A AGU (Advocacia-Geral da União) firmou um acordo nesta segunda-feira (15) para garantir a nomeação e a posse de Flávia Medeiros no cargo de Oficial de Chancelaria do Serviço Exterior Brasileiro. A candidata havia sido exonerada em maio após uma disputa judicial relacionada ao procedimento de heteroidentificação do concurso do Itamaraty.
Segundo a AGU, após a aprovação judicial, a União adotará as medidas administrativas necessárias para viabilizar a nomeação e a posse de Flávia.
A candidata foi aprovada no concurso realizado em 2024 para uma vaga reservada a candidatos pretos. Durante o processo de heteroidentificação, porém, a comissão responsável indeferiu sua autodeclaração racial sob o argumento de que ela apresentava “características fenotípicas incompatíveis” com os critérios adotados para as cotas raciais.

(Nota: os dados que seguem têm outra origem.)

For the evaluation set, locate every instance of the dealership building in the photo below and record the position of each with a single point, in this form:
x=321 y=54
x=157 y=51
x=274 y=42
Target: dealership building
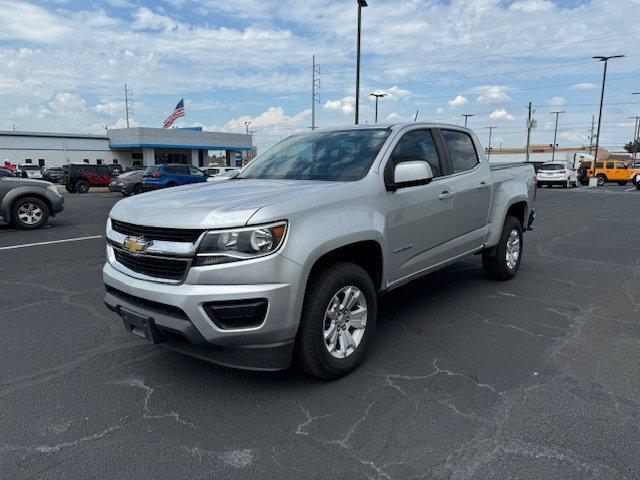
x=127 y=147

Segundo a banca, Flávia de Medeiros possui “pele de tonalidade clara, cabelos lisos e traços fisionômicos finos”. Logo após o parecer, ela entrou com recurso tanto administrativa quanto judicialmente.
Em 22 de maio, a exoneração de Flávia foi publicada no DOU (Diário Oficial da União). Na ocasião, ela afirmou à CNN Brasil que buscava diálogo com o governo federal para discutir alternativas para sua situação.
O caso da servidora seria analisado na quarta-feira (17), no Tribunal Regional Federal da 1ª Região.
Pelo acordo firmado agora, a União garantirá a nomeação e a posse da candidata, enquanto Flávia abrirá mão de eventuais pedidos de indenização, salários retroativos e outras reivindicações financeiras ou funcionais relacionadas ao período em que esteve fora do cargo.
Durante a cerimônia de assinatura do acordo nesta segunda, o ministro da AGU, Jorge Messias, afirmou que o caso demonstrou a necessidade de revisão dos procedimentos de heteroidentificação adotados pelo poder público.
Messias também avaliou que a conciliação permitiu corrigir os rumos do caso e encerrar a disputa judicial de forma consensual.